Sous l’Empire et la Restauration, plusieurs enquêtes sont lancées auprès des préfets afin de dresser une liste des édifices religieux à consolider et restaurer. La monarchie de Juillet voit la création d’un poste d’inspecteur des Monuments historiques en 1830. Successeur en 1834 du premier inspecteur Ludovic Vitet, l’écrivain et ancien chef de cabinet Prosper Mérimée (1803-1870) développe une implication et une réflexion déterminantes pour la sauvegarde du patrimoine architectural, patrimoine qui doit soutenir également l’instruction et les inventions. Lors de la vingtaine de tournées d’inspection et d’inventaire entre 1834 et 1852, il utilise alors une chambre claire pour réaliser ses dessins (brevetée en 1807 par le physicien et chimiste britannique William Hyde Wollaston, la Camera lucida est un instrument d’optique destiné à faciliter le dessin exact des objets : constitué d’un prisme triangulaire et de lentilles, l’appareil se fixe par une potence sur un support appuyé sur une feuille de papier. En plaçant l’œil tout près du bord supérieur du prisme de telle sorte que la moitié de la pupille regarde le prisme, l’observateur peut percevoir, apparemment fixée sur le papier, l’image réfléchie d’un objet situé en face du prisme. Il peut alors tracer les contours de l’image avec un crayon).

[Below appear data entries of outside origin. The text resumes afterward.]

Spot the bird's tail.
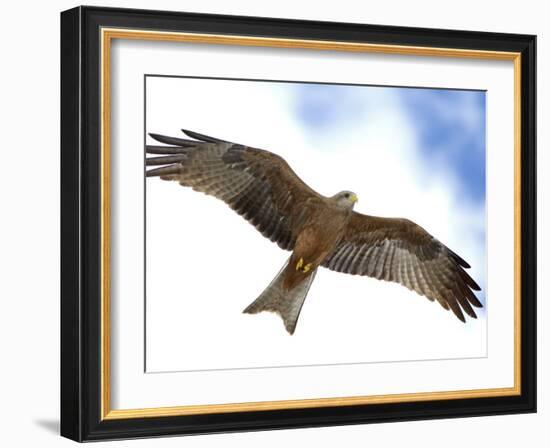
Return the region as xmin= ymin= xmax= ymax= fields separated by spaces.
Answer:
xmin=243 ymin=258 xmax=317 ymax=335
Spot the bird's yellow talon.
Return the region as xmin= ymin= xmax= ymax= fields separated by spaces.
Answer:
xmin=296 ymin=258 xmax=312 ymax=273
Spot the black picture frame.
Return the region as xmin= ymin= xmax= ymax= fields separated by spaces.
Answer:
xmin=61 ymin=5 xmax=536 ymax=442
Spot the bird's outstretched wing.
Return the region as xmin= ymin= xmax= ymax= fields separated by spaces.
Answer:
xmin=146 ymin=129 xmax=323 ymax=250
xmin=322 ymin=212 xmax=482 ymax=322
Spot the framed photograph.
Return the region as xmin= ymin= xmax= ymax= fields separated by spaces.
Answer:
xmin=60 ymin=6 xmax=536 ymax=442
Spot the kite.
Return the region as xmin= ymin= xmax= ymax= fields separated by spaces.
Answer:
xmin=146 ymin=129 xmax=482 ymax=334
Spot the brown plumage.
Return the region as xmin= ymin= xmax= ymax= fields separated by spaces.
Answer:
xmin=146 ymin=129 xmax=482 ymax=334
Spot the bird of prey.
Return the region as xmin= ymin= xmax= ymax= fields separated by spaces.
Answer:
xmin=146 ymin=129 xmax=482 ymax=334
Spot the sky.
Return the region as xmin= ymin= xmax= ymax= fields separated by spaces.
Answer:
xmin=145 ymin=76 xmax=487 ymax=373
xmin=293 ymin=83 xmax=486 ymax=202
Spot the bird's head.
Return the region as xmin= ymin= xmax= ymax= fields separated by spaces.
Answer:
xmin=332 ymin=190 xmax=358 ymax=209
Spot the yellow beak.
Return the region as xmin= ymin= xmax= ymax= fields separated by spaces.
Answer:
xmin=350 ymin=193 xmax=358 ymax=203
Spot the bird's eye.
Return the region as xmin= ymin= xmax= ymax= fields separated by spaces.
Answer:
xmin=344 ymin=193 xmax=349 ymax=198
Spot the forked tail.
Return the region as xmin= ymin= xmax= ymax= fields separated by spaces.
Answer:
xmin=243 ymin=258 xmax=317 ymax=335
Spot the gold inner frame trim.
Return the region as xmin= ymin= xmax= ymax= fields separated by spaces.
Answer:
xmin=100 ymin=27 xmax=522 ymax=420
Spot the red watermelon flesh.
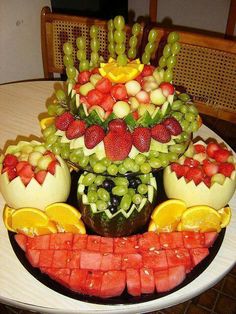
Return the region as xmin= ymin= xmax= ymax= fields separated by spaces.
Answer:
xmin=14 ymin=231 xmax=218 ymax=298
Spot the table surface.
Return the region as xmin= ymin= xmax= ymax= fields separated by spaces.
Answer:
xmin=0 ymin=81 xmax=235 ymax=314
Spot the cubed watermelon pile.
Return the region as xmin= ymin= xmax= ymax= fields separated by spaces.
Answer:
xmin=15 ymin=231 xmax=217 ymax=298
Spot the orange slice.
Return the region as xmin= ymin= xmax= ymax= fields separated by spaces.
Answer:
xmin=3 ymin=205 xmax=16 ymax=231
xmin=218 ymin=206 xmax=231 ymax=228
xmin=60 ymin=221 xmax=86 ymax=234
xmin=151 ymin=199 xmax=187 ymax=232
xmin=177 ymin=205 xmax=221 ymax=232
xmin=99 ymin=58 xmax=144 ymax=83
xmin=40 ymin=117 xmax=55 ymax=130
xmin=11 ymin=207 xmax=49 ymax=230
xmin=45 ymin=203 xmax=82 ymax=225
xmin=148 ymin=219 xmax=157 ymax=232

La nouvelle commission des Monuments historiques, rattachée au ministère de l’Intérieur, est organisée en 1837. Très vite, Mérimée à sa tête souhaite lancer une opération de réalisations des plans et dessins de tous les monuments historiques de la France. D’autant que le nombre de monuments inventoriés ne cesse d’augmenter, passant de 1 090 sites en 1838 à 2 800 en 1848. Il s’agit alors principalement d’édifices antiques et du Moyen Âge. Dans les années 1840, la photographie se développe mais la pratique, en raison d’un matériel peu maniable, reste cantonnée aux portraits et aux photographies d’intérieur.
En juin 1851, la mission héliographique est lancée, peut-être inspirée par la fondation en janvier 1851 de la Société héliographique, première association du genre par des précurseurs de la photographie, et par le lancement en février 1851 de sa revue La Lumière. Beaux-Arts-Héliographie-Sciences (1851-1867), première revue consacrée au nouveau médium et présentant les innovations et les premières critiques photographiques ► La mission est annoncée dans le n° 21 du 29 juin. Cette annonce est complétée dans le n° 22 du 6 juillet 1851, et le n° 24 du 20 juillet.

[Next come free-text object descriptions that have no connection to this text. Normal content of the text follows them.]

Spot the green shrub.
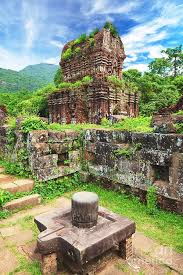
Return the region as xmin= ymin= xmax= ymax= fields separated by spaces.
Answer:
xmin=74 ymin=47 xmax=81 ymax=54
xmin=104 ymin=22 xmax=119 ymax=37
xmin=107 ymin=75 xmax=125 ymax=88
xmin=72 ymin=81 xmax=82 ymax=88
xmin=21 ymin=116 xmax=47 ymax=133
xmin=175 ymin=123 xmax=183 ymax=134
xmin=101 ymin=118 xmax=112 ymax=127
xmin=0 ymin=189 xmax=12 ymax=207
xmin=113 ymin=117 xmax=153 ymax=133
xmin=1 ymin=160 xmax=30 ymax=177
xmin=89 ymin=28 xmax=99 ymax=38
xmin=73 ymin=34 xmax=87 ymax=45
xmin=15 ymin=84 xmax=56 ymax=117
xmin=58 ymin=82 xmax=71 ymax=89
xmin=62 ymin=47 xmax=73 ymax=60
xmin=82 ymin=75 xmax=93 ymax=84
xmin=114 ymin=143 xmax=142 ymax=160
xmin=89 ymin=37 xmax=95 ymax=47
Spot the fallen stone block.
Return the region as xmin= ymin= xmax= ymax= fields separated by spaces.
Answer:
xmin=3 ymin=194 xmax=41 ymax=211
xmin=0 ymin=167 xmax=5 ymax=173
xmin=0 ymin=182 xmax=18 ymax=193
xmin=14 ymin=179 xmax=34 ymax=193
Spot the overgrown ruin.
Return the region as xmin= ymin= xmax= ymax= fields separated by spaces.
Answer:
xmin=48 ymin=27 xmax=139 ymax=124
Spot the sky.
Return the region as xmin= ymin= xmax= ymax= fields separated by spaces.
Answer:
xmin=0 ymin=0 xmax=182 ymax=72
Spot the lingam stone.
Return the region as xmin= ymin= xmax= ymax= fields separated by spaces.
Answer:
xmin=34 ymin=192 xmax=135 ymax=274
xmin=72 ymin=191 xmax=99 ymax=228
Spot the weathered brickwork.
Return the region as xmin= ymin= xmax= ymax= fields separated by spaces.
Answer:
xmin=61 ymin=28 xmax=125 ymax=82
xmin=83 ymin=129 xmax=183 ymax=214
xmin=48 ymin=28 xmax=139 ymax=124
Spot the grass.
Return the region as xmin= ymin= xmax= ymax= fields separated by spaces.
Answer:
xmin=48 ymin=116 xmax=153 ymax=133
xmin=0 ymin=172 xmax=182 ymax=253
xmin=4 ymin=239 xmax=41 ymax=275
xmin=18 ymin=215 xmax=39 ymax=241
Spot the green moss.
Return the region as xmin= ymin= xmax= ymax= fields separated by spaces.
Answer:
xmin=58 ymin=75 xmax=93 ymax=90
xmin=74 ymin=47 xmax=81 ymax=54
xmin=107 ymin=75 xmax=125 ymax=88
xmin=114 ymin=143 xmax=142 ymax=160
xmin=89 ymin=37 xmax=95 ymax=47
xmin=62 ymin=47 xmax=73 ymax=60
xmin=73 ymin=33 xmax=87 ymax=45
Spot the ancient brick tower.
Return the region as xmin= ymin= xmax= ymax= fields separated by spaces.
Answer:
xmin=48 ymin=26 xmax=139 ymax=124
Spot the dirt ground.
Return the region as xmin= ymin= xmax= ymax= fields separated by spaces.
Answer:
xmin=0 ymin=197 xmax=182 ymax=275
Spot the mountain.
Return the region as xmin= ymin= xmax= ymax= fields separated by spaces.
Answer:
xmin=0 ymin=63 xmax=59 ymax=93
xmin=20 ymin=63 xmax=59 ymax=85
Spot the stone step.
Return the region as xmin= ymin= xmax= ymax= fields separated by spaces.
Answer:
xmin=0 ymin=174 xmax=15 ymax=184
xmin=0 ymin=166 xmax=5 ymax=173
xmin=0 ymin=179 xmax=34 ymax=194
xmin=3 ymin=194 xmax=41 ymax=211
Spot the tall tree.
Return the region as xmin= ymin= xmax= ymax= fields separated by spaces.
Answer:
xmin=162 ymin=45 xmax=183 ymax=77
xmin=148 ymin=46 xmax=183 ymax=77
xmin=148 ymin=58 xmax=170 ymax=77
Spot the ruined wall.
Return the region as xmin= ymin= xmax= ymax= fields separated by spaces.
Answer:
xmin=1 ymin=125 xmax=182 ymax=213
xmin=83 ymin=130 xmax=183 ymax=213
xmin=28 ymin=130 xmax=81 ymax=181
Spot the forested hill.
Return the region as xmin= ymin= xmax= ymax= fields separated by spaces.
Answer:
xmin=0 ymin=63 xmax=59 ymax=93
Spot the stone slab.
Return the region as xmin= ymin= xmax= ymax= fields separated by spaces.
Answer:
xmin=3 ymin=194 xmax=41 ymax=211
xmin=14 ymin=179 xmax=34 ymax=192
xmin=0 ymin=179 xmax=34 ymax=194
xmin=0 ymin=174 xmax=15 ymax=184
xmin=0 ymin=182 xmax=18 ymax=193
xmin=0 ymin=167 xmax=5 ymax=173
xmin=0 ymin=246 xmax=19 ymax=274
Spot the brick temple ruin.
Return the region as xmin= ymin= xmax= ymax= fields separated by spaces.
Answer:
xmin=152 ymin=95 xmax=183 ymax=133
xmin=48 ymin=26 xmax=139 ymax=124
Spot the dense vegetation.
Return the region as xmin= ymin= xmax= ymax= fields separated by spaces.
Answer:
xmin=0 ymin=45 xmax=182 ymax=130
xmin=124 ymin=46 xmax=183 ymax=116
xmin=0 ymin=63 xmax=58 ymax=93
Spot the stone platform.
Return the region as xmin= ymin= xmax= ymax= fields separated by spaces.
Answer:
xmin=35 ymin=206 xmax=135 ymax=274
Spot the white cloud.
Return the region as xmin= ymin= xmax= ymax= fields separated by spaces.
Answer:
xmin=124 ymin=63 xmax=149 ymax=72
xmin=44 ymin=57 xmax=59 ymax=65
xmin=50 ymin=40 xmax=64 ymax=49
xmin=22 ymin=0 xmax=47 ymax=49
xmin=0 ymin=46 xmax=41 ymax=71
xmin=82 ymin=0 xmax=140 ymax=15
xmin=122 ymin=0 xmax=183 ymax=68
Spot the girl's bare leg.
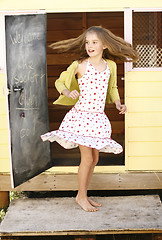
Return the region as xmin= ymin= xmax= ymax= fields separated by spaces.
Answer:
xmin=87 ymin=148 xmax=102 ymax=207
xmin=76 ymin=145 xmax=98 ymax=212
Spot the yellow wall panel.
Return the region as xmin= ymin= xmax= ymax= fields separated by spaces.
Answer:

Cinq photographes, membre de la Société héliographique, sont sélectionnés pour la mission : Édouard Baldus, Gustave Le Gray, Auguste Mestral, Henri Le Seq et Hippolyte Bayard.
Avec cette première commande publique de cette ampleur, la commission des Monuments historiques souhaite constituer une documentation photographique pouvant aider à la restauration de monuments emblématiques sur le territoire. Sur le terrain, les cinq photographes vont ainsi expérimenter, améliorer le papier ciré, faire des essais de cadrage, de lumière pour les contrastes, et créer les codes de la photographie d’architecture. Le temps de développement assez long à l’époque ne permet une livraison qu’au printemps 1852.

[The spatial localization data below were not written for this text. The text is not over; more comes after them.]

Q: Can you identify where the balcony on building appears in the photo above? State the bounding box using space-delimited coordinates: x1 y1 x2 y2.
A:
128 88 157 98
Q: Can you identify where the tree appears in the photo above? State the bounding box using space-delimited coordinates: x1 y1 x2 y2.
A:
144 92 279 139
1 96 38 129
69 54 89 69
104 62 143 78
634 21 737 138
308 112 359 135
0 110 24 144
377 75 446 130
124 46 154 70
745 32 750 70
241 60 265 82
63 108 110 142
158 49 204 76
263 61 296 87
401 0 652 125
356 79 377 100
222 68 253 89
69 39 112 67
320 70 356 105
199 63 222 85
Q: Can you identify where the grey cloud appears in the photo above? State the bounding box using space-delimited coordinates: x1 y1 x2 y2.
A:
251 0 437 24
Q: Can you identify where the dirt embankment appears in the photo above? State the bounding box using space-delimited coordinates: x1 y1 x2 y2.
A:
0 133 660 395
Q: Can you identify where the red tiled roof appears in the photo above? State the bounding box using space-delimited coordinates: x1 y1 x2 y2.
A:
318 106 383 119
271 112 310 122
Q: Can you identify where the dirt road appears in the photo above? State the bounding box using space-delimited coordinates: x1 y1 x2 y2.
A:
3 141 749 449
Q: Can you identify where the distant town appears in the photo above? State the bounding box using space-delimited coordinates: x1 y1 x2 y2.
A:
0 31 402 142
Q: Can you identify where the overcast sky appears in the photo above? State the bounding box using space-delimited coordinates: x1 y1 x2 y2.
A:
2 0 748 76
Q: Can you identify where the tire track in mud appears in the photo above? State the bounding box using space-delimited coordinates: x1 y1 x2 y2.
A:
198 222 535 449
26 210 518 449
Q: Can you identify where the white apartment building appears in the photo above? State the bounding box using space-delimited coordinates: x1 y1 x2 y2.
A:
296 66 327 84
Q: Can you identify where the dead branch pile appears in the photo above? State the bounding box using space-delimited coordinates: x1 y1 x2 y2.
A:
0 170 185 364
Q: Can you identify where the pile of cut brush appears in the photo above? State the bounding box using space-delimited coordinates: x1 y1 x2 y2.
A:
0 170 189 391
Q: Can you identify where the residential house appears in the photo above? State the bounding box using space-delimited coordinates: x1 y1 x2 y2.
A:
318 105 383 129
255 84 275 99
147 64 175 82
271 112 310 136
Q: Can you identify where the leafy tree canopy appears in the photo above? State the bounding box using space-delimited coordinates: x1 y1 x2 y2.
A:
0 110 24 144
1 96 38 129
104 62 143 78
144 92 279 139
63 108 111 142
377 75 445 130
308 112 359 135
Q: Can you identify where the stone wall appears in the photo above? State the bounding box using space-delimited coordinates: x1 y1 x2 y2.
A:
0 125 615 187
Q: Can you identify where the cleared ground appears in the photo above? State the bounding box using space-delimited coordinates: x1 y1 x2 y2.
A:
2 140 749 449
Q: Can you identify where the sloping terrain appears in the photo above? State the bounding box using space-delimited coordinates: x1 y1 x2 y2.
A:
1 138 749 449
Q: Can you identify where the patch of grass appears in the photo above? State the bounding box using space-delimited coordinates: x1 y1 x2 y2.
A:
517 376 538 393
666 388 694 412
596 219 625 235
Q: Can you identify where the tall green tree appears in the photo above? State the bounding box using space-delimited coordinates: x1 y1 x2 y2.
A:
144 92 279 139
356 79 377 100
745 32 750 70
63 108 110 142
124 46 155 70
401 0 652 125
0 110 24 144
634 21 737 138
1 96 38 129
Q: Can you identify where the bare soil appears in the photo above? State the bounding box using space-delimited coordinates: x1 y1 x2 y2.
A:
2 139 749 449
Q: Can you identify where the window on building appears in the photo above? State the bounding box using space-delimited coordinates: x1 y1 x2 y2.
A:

Le photographe Édouard Baldus (1813-1889)
D’origine prussienne (il est naturalisé en 1856), Édouard Baldus arrive à Paris en 1838 pour étudier la peinture. Ses œuvres, régulièrement exposées aux Salons de 1841 à 1851, rencontrent peu de succès. Parallèlement à la peinture, il s’intéresse à la photographie, et en devient un maître reconnu, recevant de nombreuses et importantes commandes officielles au cours de sa carrière.
Choisi en 1851 pour faire partie de la Mission héliographique, il parcourt les territoires qui lui sont attribués, Seine-et-Marne, Yonne, Côte-d’or, Saône-et-Loire, Rhône, Isère, Drôme, Vaucluse, Bouches-du-Rhône, Var et Gard : voir la liste précise des monuments à photographier.
Confronté aux dimensions monumentales de certains édifices, comme les arènes de Nîmes, Baldus élabore un assemblage de négatifs pour rendre compte de l’ensemble.
Il pense également à intégrer dans sa prise de vue des personnages afin de donner une idée de l’échelle.
Soutenu par l’État, Baldus entreprend par la suite le projet de photographier des villes de France, confirmant sa maîtrise de la photographie architecturale en majesté. Un séjour en Auvergne le conduit à explorer une nouvelle façon de s’intéresser aux paysages, d’être plus sensible à un environnement architectural et naturel simple, humble. Son succès lors de l’Exposition universelle de 1855 lui ouvre de nouvelles commandes. En 1855, le baron James de Rothschild souhaite offrir à la reine Victoria alors en visite d’État, un album de photographies de paysages et gares traversés lors de son voyage en train de Boulogne-sur-Mer à Paris. Pour le banquier, industriel et président du Chemin de fer du Nord, il s’agit de célébrer la maîtrise ferroviaire française, actrice du développement économique du règne de Napoléon III.
Alors qu’il travaille à documenter le chantier du Nouveau Louvre, Baldus s’attèle en 1856 à une nouvelle, mais dramatique, expérience photographique, lorsqu’il est chargé par l’administration des beaux-Arts de rendre compte des terribles inondations dans la vallée du Rhône, dans les villes de Lyon, Avignon, Tarascon. Lors de ce qui est un des premiers reportages commandés (peu après celui de la guerre de Crimée 1853-1856), Baldus se retrouve confronté à une catastrophe naturelle sans précédent, à la destruction brutale de territoires et au désarroi de leurs habitants. Fort de la perspective documentaire qui a prévalu tout son travail jusqu’alors, il consacre ses photographies à l’ampleur de la dévastation des lieux.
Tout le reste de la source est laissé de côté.